Неправильно ставлю вопрос, тут же с нервной усмешкой понял он. Что мне сделать, чтобы он сам перестал бояться — того, что может сделать со мной. Он ведь боится. До чертиков. Того, что не удержится сам.

Что не захочет утром никуда уходить. А я увижу это — и что удержит меня от того, чтобы вернуться туда, откуда мы оба едва пробуем выбраться?

— По-моему, ты и сам все понял, — шевельнул губами Ларри. — Не торопись, я… тоже тебя прошу. Не надо… все перечеркивать только потому, что тебе кажется, что все уже позади. У нас еще куча времени.

Но в этой куче ты черт знает где! — чуть не заорал Рэй, отворачиваясь.
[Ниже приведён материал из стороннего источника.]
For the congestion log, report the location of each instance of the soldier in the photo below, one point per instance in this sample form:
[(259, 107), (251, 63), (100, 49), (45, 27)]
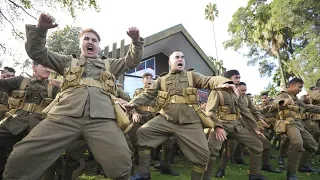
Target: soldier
[(178, 116), (289, 121), (227, 107), (312, 119), (29, 96), (142, 115), (84, 109), (7, 72)]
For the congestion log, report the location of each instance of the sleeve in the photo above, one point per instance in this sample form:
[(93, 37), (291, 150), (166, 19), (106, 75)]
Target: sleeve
[(212, 107), (247, 115), (8, 85), (130, 61), (37, 51)]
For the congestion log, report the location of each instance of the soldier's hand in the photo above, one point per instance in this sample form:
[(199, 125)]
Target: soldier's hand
[(128, 106), (136, 117), (46, 21), (260, 133), (134, 33), (286, 102), (221, 135)]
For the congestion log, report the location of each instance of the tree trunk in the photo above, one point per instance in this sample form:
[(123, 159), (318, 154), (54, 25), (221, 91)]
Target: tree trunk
[(283, 83), (215, 41)]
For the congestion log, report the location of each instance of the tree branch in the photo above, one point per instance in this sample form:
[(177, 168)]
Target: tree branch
[(3, 48), (13, 29), (18, 6)]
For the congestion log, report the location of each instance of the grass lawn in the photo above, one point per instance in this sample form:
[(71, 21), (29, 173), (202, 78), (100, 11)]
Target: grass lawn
[(233, 172)]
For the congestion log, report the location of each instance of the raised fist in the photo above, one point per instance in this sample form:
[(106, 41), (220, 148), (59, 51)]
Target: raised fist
[(134, 33), (46, 21)]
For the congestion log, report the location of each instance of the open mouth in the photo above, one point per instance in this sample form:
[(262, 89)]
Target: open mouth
[(180, 64), (90, 49)]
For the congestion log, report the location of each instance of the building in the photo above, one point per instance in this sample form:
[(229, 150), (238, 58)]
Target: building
[(157, 49)]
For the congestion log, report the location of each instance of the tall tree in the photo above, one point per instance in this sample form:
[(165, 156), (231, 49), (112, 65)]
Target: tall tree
[(14, 11), (281, 29), (211, 13)]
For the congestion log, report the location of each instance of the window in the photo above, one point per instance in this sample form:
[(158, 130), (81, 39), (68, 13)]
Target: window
[(131, 84), (143, 67)]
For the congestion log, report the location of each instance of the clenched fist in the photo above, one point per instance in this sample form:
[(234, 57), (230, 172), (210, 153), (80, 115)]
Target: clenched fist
[(46, 21), (134, 33)]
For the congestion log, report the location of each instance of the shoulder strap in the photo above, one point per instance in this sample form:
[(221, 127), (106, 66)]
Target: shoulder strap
[(107, 64), (163, 83), (50, 90), (221, 99), (24, 83), (74, 62), (190, 79)]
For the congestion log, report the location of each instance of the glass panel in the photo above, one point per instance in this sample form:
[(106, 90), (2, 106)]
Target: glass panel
[(131, 84)]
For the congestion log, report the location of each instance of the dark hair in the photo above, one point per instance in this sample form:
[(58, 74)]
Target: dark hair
[(295, 81), (89, 30), (10, 69), (230, 73), (146, 74), (264, 94), (34, 63)]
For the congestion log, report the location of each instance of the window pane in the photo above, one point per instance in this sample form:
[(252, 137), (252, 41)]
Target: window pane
[(131, 84)]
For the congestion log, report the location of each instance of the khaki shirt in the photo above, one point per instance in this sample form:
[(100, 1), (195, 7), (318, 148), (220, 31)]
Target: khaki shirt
[(36, 91), (302, 106), (176, 82), (72, 101), (235, 105)]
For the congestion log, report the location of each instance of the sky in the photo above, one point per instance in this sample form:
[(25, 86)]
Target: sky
[(151, 16)]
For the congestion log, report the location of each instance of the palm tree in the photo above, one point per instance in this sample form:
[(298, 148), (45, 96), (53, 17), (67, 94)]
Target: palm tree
[(211, 12)]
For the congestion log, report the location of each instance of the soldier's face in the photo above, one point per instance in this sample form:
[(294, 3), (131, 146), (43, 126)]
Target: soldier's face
[(235, 79), (5, 74), (265, 99), (89, 45), (41, 71), (242, 89), (147, 81), (176, 61)]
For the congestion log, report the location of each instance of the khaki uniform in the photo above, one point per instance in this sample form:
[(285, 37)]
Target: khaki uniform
[(83, 111), (4, 107), (175, 118), (228, 107), (25, 115), (301, 141), (265, 142)]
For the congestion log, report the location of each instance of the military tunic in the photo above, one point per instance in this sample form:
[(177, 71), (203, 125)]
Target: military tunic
[(176, 119), (4, 107), (234, 128), (84, 112), (300, 139), (14, 128)]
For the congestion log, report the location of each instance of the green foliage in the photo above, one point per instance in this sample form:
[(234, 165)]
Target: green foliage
[(286, 30), (211, 12), (65, 41)]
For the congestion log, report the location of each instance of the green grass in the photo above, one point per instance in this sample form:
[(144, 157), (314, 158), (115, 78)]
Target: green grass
[(233, 172)]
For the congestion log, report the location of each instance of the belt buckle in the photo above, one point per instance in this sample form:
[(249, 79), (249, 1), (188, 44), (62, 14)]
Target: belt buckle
[(30, 107)]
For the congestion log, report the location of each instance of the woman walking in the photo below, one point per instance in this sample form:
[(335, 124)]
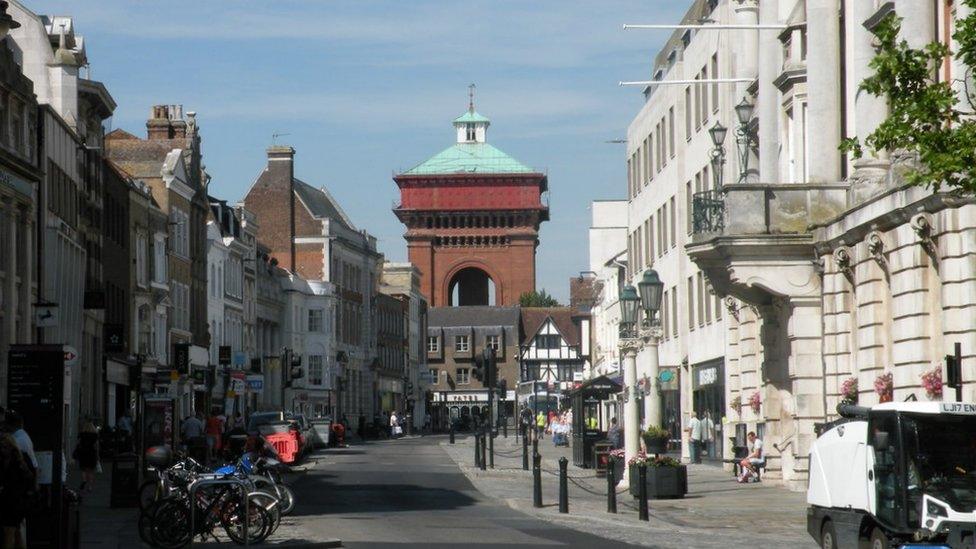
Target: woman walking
[(86, 454)]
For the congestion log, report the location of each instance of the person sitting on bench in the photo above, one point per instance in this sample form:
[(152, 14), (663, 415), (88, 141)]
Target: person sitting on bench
[(754, 461)]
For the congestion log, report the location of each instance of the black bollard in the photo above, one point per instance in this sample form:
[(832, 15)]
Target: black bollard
[(491, 447), (484, 450), (477, 451), (642, 492), (536, 480), (563, 486)]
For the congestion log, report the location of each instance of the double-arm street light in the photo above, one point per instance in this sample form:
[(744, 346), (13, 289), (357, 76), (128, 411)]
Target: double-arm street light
[(635, 335)]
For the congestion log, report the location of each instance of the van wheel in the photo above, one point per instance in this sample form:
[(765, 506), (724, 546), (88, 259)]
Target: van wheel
[(828, 537), (879, 540)]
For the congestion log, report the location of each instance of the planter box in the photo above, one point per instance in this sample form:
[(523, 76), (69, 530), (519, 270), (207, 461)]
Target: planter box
[(662, 482)]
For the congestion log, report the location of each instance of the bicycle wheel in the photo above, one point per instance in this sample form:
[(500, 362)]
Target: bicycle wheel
[(271, 504), (170, 524), (286, 499), (258, 523)]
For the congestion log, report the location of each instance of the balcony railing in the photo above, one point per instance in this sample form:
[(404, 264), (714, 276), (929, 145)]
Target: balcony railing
[(745, 209), (708, 212)]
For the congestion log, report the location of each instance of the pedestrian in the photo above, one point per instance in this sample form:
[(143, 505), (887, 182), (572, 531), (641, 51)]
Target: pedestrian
[(214, 431), (694, 438), (394, 425), (613, 434), (18, 480), (86, 454)]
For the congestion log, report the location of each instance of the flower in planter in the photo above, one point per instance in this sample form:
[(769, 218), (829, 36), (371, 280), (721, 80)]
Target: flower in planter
[(736, 404), (848, 391), (932, 383), (884, 386), (755, 401)]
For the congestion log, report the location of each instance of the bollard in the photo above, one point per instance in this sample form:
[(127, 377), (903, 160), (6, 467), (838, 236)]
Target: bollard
[(642, 492), (537, 480), (484, 450), (491, 447), (563, 486), (477, 451), (611, 488)]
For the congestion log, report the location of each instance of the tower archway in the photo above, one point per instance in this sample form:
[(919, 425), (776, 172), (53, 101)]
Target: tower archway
[(471, 286)]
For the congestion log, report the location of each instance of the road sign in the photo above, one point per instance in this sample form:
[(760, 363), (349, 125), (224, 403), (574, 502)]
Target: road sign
[(46, 315), (70, 355)]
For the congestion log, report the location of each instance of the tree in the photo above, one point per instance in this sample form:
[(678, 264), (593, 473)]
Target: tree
[(924, 114), (538, 299)]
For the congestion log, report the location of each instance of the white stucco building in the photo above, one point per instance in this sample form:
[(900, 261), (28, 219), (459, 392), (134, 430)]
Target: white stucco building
[(829, 269)]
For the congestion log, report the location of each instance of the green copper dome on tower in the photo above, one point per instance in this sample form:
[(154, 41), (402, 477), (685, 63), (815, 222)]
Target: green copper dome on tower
[(471, 153)]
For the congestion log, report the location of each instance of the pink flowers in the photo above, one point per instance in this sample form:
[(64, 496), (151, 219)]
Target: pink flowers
[(932, 382), (848, 391), (884, 386), (755, 401)]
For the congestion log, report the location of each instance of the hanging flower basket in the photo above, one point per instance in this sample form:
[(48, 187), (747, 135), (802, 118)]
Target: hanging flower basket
[(755, 401), (736, 404), (848, 391), (932, 383), (884, 386)]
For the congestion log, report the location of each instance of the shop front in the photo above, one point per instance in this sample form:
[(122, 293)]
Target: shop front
[(708, 386)]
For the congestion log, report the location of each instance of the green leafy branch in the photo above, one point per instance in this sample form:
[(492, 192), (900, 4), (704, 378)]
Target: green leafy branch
[(924, 116)]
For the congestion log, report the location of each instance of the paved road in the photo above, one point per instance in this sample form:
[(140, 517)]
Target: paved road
[(409, 493)]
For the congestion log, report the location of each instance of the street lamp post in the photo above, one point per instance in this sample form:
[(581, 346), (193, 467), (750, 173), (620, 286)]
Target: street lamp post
[(634, 335)]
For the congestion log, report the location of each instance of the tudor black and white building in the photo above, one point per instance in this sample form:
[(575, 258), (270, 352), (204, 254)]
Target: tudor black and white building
[(553, 355)]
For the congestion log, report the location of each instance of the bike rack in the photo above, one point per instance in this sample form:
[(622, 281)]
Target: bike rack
[(242, 484)]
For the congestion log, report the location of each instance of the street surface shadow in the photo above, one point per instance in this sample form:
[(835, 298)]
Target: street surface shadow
[(320, 498)]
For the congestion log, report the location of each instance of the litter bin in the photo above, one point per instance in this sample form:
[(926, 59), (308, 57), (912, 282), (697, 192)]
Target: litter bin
[(125, 481), (601, 454)]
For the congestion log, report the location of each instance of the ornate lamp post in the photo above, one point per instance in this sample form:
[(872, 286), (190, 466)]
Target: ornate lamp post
[(635, 335), (718, 133), (743, 138)]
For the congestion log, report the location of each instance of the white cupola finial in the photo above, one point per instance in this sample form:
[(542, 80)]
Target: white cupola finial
[(471, 127)]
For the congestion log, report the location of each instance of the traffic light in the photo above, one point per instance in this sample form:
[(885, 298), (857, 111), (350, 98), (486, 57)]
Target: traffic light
[(502, 389)]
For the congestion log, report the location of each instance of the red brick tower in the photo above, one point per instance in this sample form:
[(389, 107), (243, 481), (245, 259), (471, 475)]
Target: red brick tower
[(472, 215)]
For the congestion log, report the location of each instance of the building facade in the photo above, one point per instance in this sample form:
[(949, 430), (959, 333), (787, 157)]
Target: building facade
[(402, 280), (318, 242), (472, 215), (668, 164), (20, 185), (455, 337)]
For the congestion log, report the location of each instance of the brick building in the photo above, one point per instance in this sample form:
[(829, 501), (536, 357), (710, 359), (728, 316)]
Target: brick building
[(472, 215), (455, 336), (317, 241)]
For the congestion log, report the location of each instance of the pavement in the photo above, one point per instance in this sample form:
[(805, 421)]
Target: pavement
[(717, 512), (423, 492)]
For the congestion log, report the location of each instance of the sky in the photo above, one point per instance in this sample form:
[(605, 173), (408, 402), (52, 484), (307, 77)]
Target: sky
[(366, 89)]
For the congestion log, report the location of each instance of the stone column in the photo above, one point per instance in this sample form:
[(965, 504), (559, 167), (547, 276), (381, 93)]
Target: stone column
[(823, 90), (806, 367), (11, 268), (746, 43), (767, 104), (27, 277), (869, 110)]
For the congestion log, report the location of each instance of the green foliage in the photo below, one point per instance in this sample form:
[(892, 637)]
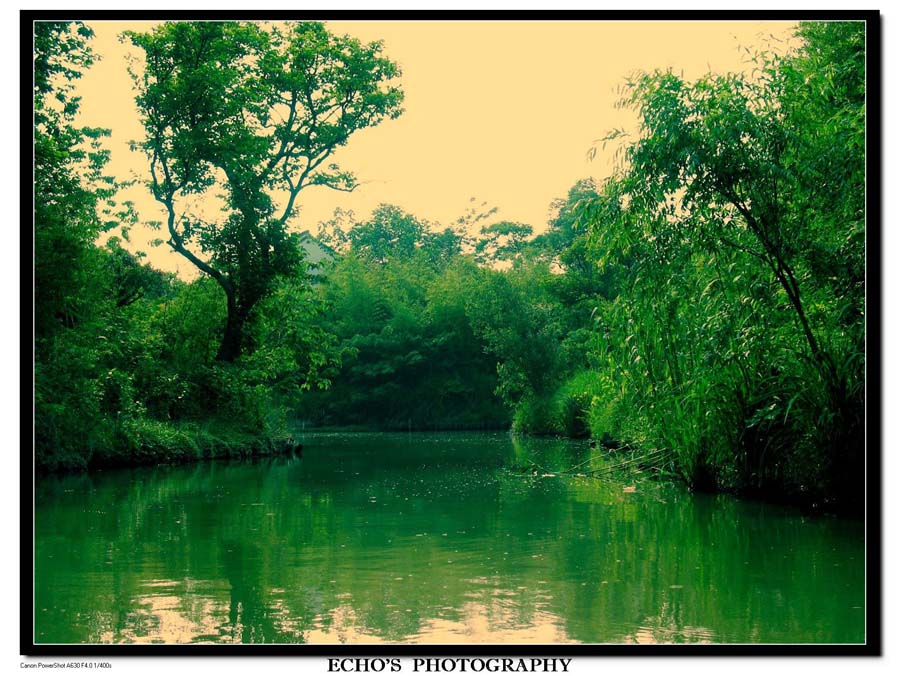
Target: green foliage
[(252, 110), (736, 338), (706, 302)]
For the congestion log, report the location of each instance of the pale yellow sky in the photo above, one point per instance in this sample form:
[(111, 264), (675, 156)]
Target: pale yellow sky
[(501, 111)]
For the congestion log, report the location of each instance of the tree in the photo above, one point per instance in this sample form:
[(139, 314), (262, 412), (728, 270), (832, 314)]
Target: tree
[(257, 111)]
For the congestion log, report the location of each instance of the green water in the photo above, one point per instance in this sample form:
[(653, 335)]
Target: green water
[(437, 538)]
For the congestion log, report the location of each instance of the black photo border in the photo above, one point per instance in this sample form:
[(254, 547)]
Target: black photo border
[(873, 368)]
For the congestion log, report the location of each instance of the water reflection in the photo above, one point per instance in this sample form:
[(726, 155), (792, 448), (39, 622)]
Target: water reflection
[(431, 539)]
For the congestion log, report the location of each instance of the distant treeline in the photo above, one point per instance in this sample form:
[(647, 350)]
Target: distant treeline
[(706, 301)]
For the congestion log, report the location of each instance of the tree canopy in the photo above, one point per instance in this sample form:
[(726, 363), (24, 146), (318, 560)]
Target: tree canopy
[(257, 111)]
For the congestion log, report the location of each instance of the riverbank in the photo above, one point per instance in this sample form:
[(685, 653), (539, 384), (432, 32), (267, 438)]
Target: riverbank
[(141, 442)]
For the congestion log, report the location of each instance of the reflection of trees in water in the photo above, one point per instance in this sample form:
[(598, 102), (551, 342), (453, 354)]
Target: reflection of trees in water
[(358, 547)]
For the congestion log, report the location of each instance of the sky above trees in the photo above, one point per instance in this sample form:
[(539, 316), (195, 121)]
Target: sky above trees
[(500, 112)]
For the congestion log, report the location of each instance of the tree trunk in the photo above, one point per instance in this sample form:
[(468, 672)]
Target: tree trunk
[(232, 339)]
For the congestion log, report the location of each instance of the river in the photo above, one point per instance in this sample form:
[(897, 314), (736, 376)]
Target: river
[(432, 538)]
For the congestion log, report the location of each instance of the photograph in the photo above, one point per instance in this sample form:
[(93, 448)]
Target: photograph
[(428, 332)]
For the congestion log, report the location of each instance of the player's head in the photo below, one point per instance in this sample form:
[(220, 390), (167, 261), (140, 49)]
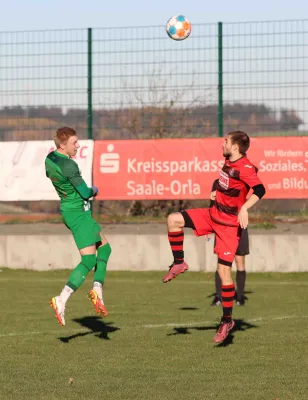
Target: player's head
[(66, 140), (236, 142)]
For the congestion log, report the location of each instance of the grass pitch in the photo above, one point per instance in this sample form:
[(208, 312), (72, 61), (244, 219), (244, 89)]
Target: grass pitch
[(156, 342)]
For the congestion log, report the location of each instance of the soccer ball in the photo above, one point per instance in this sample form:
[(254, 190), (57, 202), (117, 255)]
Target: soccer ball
[(178, 27)]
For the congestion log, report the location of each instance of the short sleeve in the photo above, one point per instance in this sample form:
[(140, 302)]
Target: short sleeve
[(248, 175)]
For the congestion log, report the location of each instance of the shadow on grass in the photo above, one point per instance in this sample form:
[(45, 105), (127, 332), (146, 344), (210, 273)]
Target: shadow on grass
[(96, 326), (240, 326)]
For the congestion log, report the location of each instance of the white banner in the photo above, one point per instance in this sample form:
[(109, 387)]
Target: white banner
[(22, 169)]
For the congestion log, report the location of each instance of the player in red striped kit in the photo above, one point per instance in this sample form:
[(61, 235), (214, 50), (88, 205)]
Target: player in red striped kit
[(226, 218)]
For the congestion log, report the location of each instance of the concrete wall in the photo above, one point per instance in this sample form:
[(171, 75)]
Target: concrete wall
[(280, 253)]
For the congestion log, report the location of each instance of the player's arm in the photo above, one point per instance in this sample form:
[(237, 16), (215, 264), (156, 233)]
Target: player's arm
[(251, 179), (213, 192), (72, 173)]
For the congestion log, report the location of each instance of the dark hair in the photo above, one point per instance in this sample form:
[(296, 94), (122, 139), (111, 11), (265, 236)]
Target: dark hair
[(63, 134), (241, 139)]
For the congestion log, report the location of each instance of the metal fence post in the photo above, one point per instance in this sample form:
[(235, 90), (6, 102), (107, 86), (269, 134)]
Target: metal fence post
[(220, 82), (90, 119)]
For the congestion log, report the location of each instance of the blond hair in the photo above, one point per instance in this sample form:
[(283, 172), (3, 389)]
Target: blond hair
[(63, 134)]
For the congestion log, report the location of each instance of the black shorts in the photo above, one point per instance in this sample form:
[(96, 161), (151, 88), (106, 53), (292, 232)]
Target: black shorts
[(243, 246)]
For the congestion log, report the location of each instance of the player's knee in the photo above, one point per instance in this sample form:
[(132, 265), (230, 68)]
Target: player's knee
[(89, 261), (108, 249), (175, 220)]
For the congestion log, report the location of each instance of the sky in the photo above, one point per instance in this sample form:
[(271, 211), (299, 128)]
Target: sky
[(17, 15)]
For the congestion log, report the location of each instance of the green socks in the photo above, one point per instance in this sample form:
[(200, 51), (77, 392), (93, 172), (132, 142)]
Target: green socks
[(103, 254), (79, 274)]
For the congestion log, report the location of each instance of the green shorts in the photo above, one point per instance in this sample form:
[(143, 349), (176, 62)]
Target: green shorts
[(84, 228)]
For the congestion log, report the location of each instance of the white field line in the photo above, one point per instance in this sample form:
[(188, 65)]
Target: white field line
[(200, 323), (148, 326), (48, 280)]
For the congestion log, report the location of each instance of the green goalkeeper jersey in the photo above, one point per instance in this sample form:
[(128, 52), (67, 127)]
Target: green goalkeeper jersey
[(66, 179)]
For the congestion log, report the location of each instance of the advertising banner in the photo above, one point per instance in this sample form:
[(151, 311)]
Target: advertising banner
[(186, 168), (22, 169)]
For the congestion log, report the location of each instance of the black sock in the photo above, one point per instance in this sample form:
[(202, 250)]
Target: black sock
[(240, 283), (228, 292), (218, 284), (176, 240)]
Я и сам для себя — черт знает где, внезапно с отчетливой горечью слишком громко подумал Ларри.

Рэй перевел дыхание.

— Уходи, — негромко попросил Ларри. — Я помню, что тебе наплевать, но мне и в самом деле на работу скоро вставать, и не могу сказать, что она мне легко дается и сил не требует. Пожалуйста, Рэй. Если хочешь — я приду завтра, и мы поговорим еще. Если тебе найдется, что мне сказать.

Придешь? — поймал себя на неверящей улыбке Рэй. Сам? Мерлин… уж поверь мне — если тебя можно удержать только словами, то до завтра я новых сколько угодно найду. Обещаю.

Сидящая на подоконнике чердачного окна Марта задумчиво кусала губы, глядя на удаляющийся силуэт. Ни скрипа двери, ни хлопка аппарации не было слышно — значит, Ларри продолжает сидеть на крыльце. Так и представлялось, как именно он там сидит — оставшись один. Бессильно уронив голову на руки и запустив пальцы в волосы, восстанавливая дыхание, вымотанный до безумия, до состояния выжатой тряпки. Готовый в любую секунду собраться и продолжать, продолжать и дальше — сколько потребуется, хоть опять год за годом. Хоть всю жизнь.

Непостижимая личность. С нереальной способностью использовать яды как лекарства, с хирургической точностью отмеряя нужную дозу и не колеблясь при этом — вообще. Ни доли секунды.

И не ошибаясь, что самое страшное.

— Чувствуется, я проспорила, да? — ухмыляясь, прошептала ей на ухо неслышно подошедшая сзади Линдс. — Черт, и правда ведь думала — еще года два, не меньше.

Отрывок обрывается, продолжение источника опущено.